RE: Literalism and Autism
September 10, 2019 at 5:23 am
(This post was last modified: September 10, 2019 at 5:25 am by Belacqua.)
(September 10, 2019 at 4:13 am)Grandizer Wrote: It's about hearing a phrase such as "raining cats and dogs" and despite the context of that phrase being clear it was meant to be taken metaphorically, the person with ASD may fail to grasp this and actually think the person saying the phrase is insane (because clearly there aren't cats and dogs falling from the sky).
It's about being told to pick up the rubbish and not worry about emptying the bins for the day, and taking that very literally to the point that even if there happened to be a bin that is full to the top and the rubbish in it is about to fall out, you ignore it because you were told not to worry about it anyway. It's about being told to pick up all the rubbish you see on the ground around you and then ending up not just picking up all the rubbish in the area you're designated to clean but also outside of that.
Thank you for clarifying these things for us. I have no experience with people on the spectrum (that I know of) so I don't know at all how it works.
I'm curious about how this might work in regard to literature that isn't meant to be holy scripture. Here I don't want to quiz you on your own private tastes or experiences, because of course these are personal and none of my business, but just if you have information in general.
For example, would someone with ASD have access to the pleasure in the non-literal reading of, say, Proust or Dostoevsky? This is not a matter of decoding metaphor so much as of applying very subtle fictional nuances to one's own experience. Unreliable narrators like Proust's, for example, demand that we look beyond his words to figure out what's really going on -- even though, since it's fiction, nothing is really going on.
Likewise in poetry, which may or may not use non-literal tropes but certainly demands sympathetic readings of vaguely hinted information.
I've been trying to remember if I ever encountered anyone who was both strongly anti-religion and also aesthetically enthralled by good fiction. Not stuff that makes you say "COOL!" like, say, good science fiction, but the classic novels where the act of reading them is a wonderful personal experience. Stendhal, Nerval, Flaubert, George Eliot, Henry James, etc. etc.

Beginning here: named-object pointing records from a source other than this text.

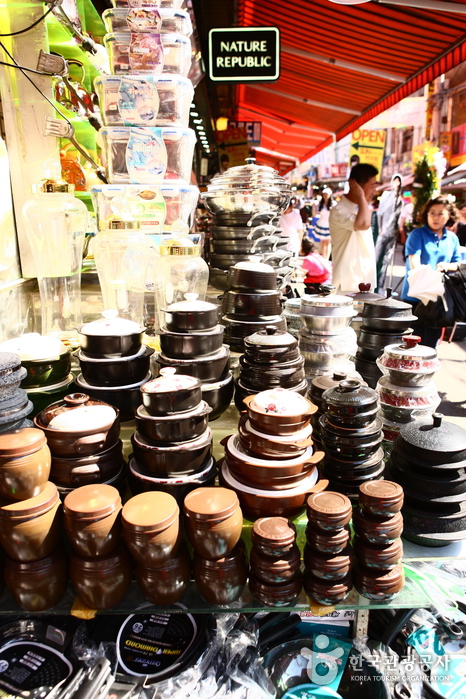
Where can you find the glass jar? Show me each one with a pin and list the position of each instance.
(180, 270)
(55, 228)
(121, 255)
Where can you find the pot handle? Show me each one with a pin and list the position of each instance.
(86, 445)
(319, 486)
(77, 473)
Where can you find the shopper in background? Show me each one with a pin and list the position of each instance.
(388, 213)
(321, 229)
(292, 227)
(434, 245)
(319, 269)
(353, 252)
(460, 227)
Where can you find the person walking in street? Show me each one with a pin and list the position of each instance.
(353, 253)
(435, 245)
(388, 214)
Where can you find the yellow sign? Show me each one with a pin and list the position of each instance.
(368, 146)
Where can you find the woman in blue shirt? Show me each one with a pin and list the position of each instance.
(432, 244)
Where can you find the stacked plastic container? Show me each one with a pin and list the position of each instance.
(147, 145)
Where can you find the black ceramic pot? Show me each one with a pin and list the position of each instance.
(118, 371)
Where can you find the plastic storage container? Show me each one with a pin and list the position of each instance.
(148, 53)
(144, 100)
(142, 155)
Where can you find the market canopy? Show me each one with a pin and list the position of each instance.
(341, 65)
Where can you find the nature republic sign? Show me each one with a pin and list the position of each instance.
(244, 54)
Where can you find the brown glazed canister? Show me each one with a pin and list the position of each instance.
(92, 519)
(330, 543)
(103, 582)
(381, 498)
(24, 463)
(327, 591)
(328, 511)
(168, 583)
(37, 585)
(275, 595)
(273, 536)
(30, 529)
(378, 556)
(222, 581)
(381, 585)
(327, 566)
(213, 521)
(376, 530)
(151, 528)
(275, 569)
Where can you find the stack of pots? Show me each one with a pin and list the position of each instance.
(378, 524)
(319, 384)
(429, 461)
(270, 463)
(271, 360)
(15, 405)
(384, 322)
(327, 553)
(275, 576)
(214, 521)
(83, 436)
(192, 343)
(30, 521)
(237, 199)
(48, 364)
(173, 442)
(407, 391)
(251, 302)
(114, 362)
(327, 342)
(351, 435)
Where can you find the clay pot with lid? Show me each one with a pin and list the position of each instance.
(387, 314)
(102, 583)
(213, 521)
(380, 585)
(79, 425)
(24, 463)
(167, 583)
(273, 536)
(30, 529)
(221, 581)
(278, 411)
(350, 404)
(110, 337)
(92, 520)
(151, 528)
(38, 585)
(328, 511)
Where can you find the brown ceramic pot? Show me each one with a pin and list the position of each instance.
(38, 585)
(151, 528)
(30, 529)
(167, 583)
(24, 463)
(213, 521)
(102, 583)
(92, 519)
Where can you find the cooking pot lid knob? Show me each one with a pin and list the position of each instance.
(76, 398)
(411, 341)
(437, 417)
(349, 386)
(167, 371)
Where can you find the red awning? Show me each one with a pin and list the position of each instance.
(341, 65)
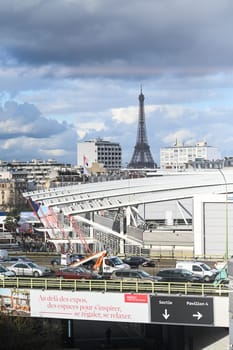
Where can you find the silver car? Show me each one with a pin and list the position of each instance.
(5, 272)
(29, 269)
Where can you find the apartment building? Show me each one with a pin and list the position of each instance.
(106, 154)
(179, 155)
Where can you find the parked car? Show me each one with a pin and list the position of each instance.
(22, 268)
(69, 259)
(199, 268)
(132, 274)
(136, 261)
(77, 273)
(5, 272)
(13, 259)
(178, 275)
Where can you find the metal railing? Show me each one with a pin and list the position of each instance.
(121, 286)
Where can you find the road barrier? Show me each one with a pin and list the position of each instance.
(121, 286)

My experience has been that people who are deeply into the arts (and again, not popular media but the stuff that snobs like) tend not to have animosity toward religion. Atheists like Umberto Eco or Harold Bloom, for example, who are fantastically knowledgable about literature, tend not to avoid religious themes in their favorite books or in what they write. Bloom was raised strongly Jewish and became an atheist, but says "make Dante your textbook."